Duluth Art Institute
Morrison Gallery
February 16 -- April 9, 2017
From the Artist Statement
This body of work emerged during a fourteen year period of studio work "aimed at developing a language expressing Feeling with Significant Form. These paintings are a portrait on my life experience of love and loss, birth and death. Within my Abstract Expressionist style you are called to look and feel in the forms a depth of meaning in your own life experience."
A little further on Kuth describes her move to the country as a way of life inspired by reflection and her personal search for meaning. Her mornings began with a ritual of spontaneous drawing, tapping into the heart of her humanness.
Her work has been evolving, tied in part to her environment and driven by the deeper questions that make up our eternal quest: Who Am I? and What Am I Saying? Influences include her German heritage, Carl Jung, experiences of loss, ancestry and an ocean of memories.

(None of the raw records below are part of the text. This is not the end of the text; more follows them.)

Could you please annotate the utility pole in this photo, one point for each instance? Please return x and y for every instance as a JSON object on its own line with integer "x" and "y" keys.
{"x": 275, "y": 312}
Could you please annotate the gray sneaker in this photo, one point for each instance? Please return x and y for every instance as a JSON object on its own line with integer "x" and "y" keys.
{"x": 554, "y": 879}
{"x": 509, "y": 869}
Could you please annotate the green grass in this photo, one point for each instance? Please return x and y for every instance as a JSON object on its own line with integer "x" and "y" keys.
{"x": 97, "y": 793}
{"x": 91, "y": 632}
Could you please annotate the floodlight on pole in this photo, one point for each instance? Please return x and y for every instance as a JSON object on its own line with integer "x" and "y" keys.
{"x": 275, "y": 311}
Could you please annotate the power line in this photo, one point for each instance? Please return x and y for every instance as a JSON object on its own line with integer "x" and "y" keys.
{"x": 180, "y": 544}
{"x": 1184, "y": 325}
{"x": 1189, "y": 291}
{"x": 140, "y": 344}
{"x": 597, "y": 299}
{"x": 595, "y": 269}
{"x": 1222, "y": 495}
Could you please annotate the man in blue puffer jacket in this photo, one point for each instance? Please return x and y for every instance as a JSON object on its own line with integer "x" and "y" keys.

"My focus grew," she writes, "as my ability to simplify form and shape meaning in the Abstract Formal Elements. The simplifying of space tied to the nature of my living space connected me with the word primitivism. Dubuffet and Miro were influential along with children art. They had an effect on my looser approach to painting, how I would scumble the paint and build it with transparent layers, leaving edges that created line and movement, rough-simplified forms associated with modernism."
What's interesting in the work is how it comes from such deep personal spaces within the artist, yet speaks in universal forms capable of connecting with us all.
The energy here is something akin to a portrait of her personal life, shared with the hope that others will be touched and even feel connected to it.
She notes that we live in a period of history where more than ever we need to stay in touch with our Selves and our humanity. Kuth's body of work is the fruit of one person's search.
Be sure to make time to see this exhibit. Go! For best results I would encourage a slow engagement.
EdNote: Apologies for any distortion of colors in these reproductions.